If we accept everything, nothing can hurt us
There is nothing to be done.
In my notebooks I’ve said all my brilliant things, but in my head I repeat:
ADAPT. ADJUST. ACCOMMODATE.
BEAR INSULT. BEAR INJURY.
This morning I have sutra in my coffee.
I watch the puppies, I take the makeup off my eyes with thin cotton and they close.

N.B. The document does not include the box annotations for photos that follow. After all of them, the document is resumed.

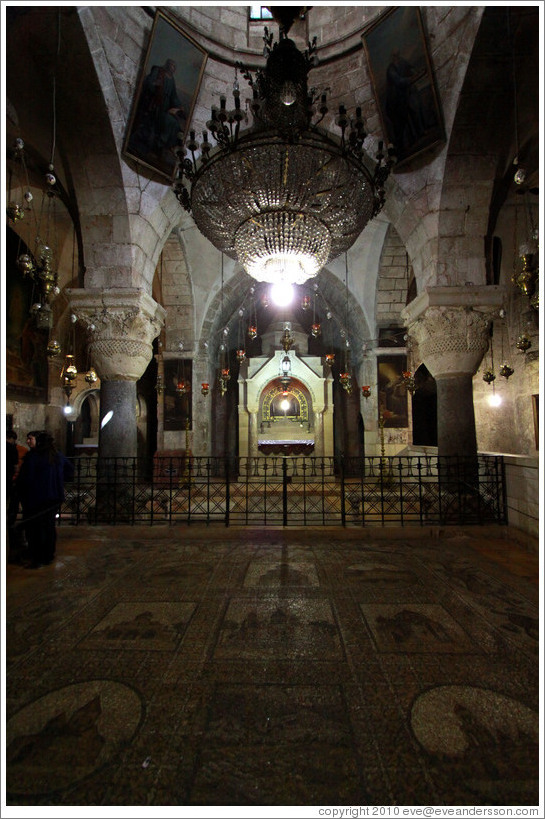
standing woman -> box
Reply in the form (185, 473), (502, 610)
(17, 432), (74, 568)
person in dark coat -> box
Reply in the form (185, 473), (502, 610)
(17, 432), (74, 568)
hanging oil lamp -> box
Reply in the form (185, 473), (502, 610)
(483, 370), (496, 384)
(46, 339), (61, 358)
(516, 333), (532, 353)
(402, 370), (416, 395)
(339, 372), (352, 395)
(83, 367), (98, 386)
(61, 354), (78, 381)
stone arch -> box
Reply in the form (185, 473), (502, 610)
(259, 380), (312, 423)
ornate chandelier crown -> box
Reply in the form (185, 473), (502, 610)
(173, 29), (395, 284)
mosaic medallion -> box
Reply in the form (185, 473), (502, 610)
(5, 680), (143, 795)
(410, 685), (539, 805)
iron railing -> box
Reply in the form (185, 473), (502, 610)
(59, 455), (507, 526)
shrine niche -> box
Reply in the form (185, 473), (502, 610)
(239, 349), (333, 456)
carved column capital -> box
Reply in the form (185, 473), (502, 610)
(68, 288), (166, 381)
(409, 307), (490, 378)
(402, 287), (501, 378)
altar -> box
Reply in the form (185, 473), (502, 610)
(257, 440), (314, 455)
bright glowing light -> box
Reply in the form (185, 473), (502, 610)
(488, 392), (501, 407)
(100, 410), (114, 429)
(271, 281), (294, 307)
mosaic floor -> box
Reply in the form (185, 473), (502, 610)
(5, 527), (539, 815)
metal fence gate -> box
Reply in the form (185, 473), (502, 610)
(60, 455), (507, 526)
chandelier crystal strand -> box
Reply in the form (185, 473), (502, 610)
(173, 29), (395, 284)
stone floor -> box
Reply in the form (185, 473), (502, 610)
(5, 526), (540, 816)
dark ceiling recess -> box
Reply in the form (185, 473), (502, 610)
(266, 6), (312, 35)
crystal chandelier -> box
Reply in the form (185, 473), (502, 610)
(173, 28), (394, 284)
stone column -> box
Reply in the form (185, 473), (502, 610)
(68, 288), (165, 458)
(402, 287), (501, 457)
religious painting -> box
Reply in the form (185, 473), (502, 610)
(5, 229), (49, 401)
(123, 11), (208, 181)
(377, 355), (409, 428)
(362, 6), (445, 169)
(163, 359), (192, 432)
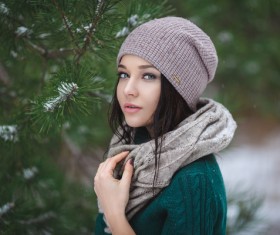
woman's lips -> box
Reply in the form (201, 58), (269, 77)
(124, 103), (142, 113)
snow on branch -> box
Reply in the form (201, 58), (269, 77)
(0, 125), (18, 142)
(43, 82), (79, 112)
(0, 2), (9, 15)
(116, 14), (151, 38)
(0, 202), (15, 218)
(15, 26), (32, 37)
(22, 166), (38, 180)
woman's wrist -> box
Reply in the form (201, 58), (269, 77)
(105, 212), (135, 235)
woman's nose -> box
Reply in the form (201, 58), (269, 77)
(124, 77), (138, 96)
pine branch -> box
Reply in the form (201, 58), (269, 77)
(52, 0), (80, 50)
(76, 0), (105, 64)
(25, 39), (79, 59)
(0, 62), (10, 86)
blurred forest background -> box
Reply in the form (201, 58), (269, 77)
(0, 0), (280, 235)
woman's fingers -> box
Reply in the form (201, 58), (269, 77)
(101, 151), (129, 173)
(121, 159), (133, 188)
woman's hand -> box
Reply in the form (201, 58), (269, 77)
(94, 152), (133, 232)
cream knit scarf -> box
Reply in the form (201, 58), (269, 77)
(100, 98), (236, 225)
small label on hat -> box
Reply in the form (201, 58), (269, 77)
(172, 75), (181, 85)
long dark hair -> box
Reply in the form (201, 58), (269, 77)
(108, 75), (193, 186)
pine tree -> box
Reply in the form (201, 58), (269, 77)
(0, 0), (170, 234)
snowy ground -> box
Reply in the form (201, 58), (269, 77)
(218, 120), (280, 235)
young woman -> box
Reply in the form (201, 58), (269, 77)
(94, 17), (236, 235)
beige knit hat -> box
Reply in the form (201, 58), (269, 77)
(117, 17), (218, 111)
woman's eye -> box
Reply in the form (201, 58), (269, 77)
(144, 73), (156, 80)
(118, 72), (128, 79)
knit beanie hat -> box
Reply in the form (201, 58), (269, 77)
(117, 17), (218, 111)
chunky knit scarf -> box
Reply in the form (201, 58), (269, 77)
(98, 98), (236, 224)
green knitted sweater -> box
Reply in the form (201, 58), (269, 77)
(95, 129), (227, 235)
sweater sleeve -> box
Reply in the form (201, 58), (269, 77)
(161, 162), (226, 235)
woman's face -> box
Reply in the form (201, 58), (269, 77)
(117, 55), (161, 127)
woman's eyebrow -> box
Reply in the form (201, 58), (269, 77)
(118, 64), (156, 69)
(118, 64), (126, 69)
(138, 64), (155, 69)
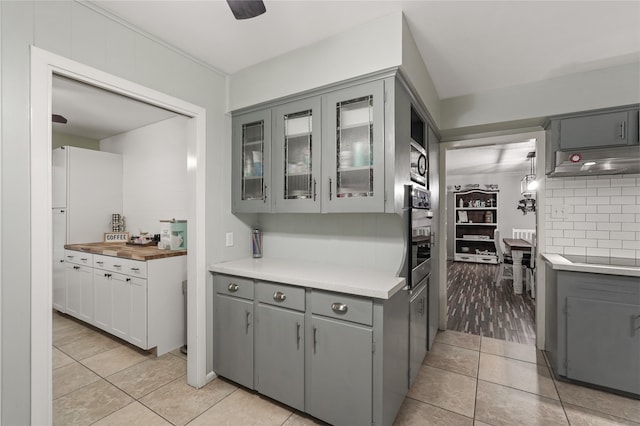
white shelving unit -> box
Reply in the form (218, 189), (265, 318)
(454, 189), (498, 264)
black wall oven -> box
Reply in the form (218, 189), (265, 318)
(405, 185), (433, 289)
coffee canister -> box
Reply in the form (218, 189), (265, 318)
(251, 229), (262, 258)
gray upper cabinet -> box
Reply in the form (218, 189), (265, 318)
(231, 109), (271, 213)
(322, 80), (385, 212)
(560, 110), (638, 150)
(272, 96), (322, 213)
(306, 315), (373, 425)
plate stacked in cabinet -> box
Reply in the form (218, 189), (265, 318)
(454, 189), (498, 264)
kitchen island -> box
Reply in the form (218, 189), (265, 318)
(209, 258), (410, 425)
(62, 242), (187, 356)
(542, 254), (640, 397)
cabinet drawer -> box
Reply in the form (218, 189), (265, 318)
(256, 282), (304, 311)
(64, 250), (93, 266)
(93, 254), (147, 278)
(311, 291), (373, 325)
(213, 274), (253, 300)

I’ve been clapping my hands viciously to keep the quiet away. The noise comes with me (the funk) and it makes my eyes unsteady when I tilt my head back, swallowing sweet. I know this part so well; in my labyrinth it’s where I turn and walk back out, over the stone in the rundown part of town, with my cigarette and my black notebook and my bare feet. I throw my arms in the air.
That was eight years ago and it is the same now, the pattern. I spiral up I spiral down I twist to knot, I untie (my favorite place).
I love I lie I love I lie.
and always at the end, with my head bowed, I make noise to keep the truth away, i rage.
But if we accept everything, nothing can hurt us. Not your ego, or mine. not even that I feel I’m living the same memory over and over again. I open my hands to my place and everyone else’s, all action, reaction, games, all honesties, obligations commitments freedoms-
esse quam videri.
to be rather than to seem.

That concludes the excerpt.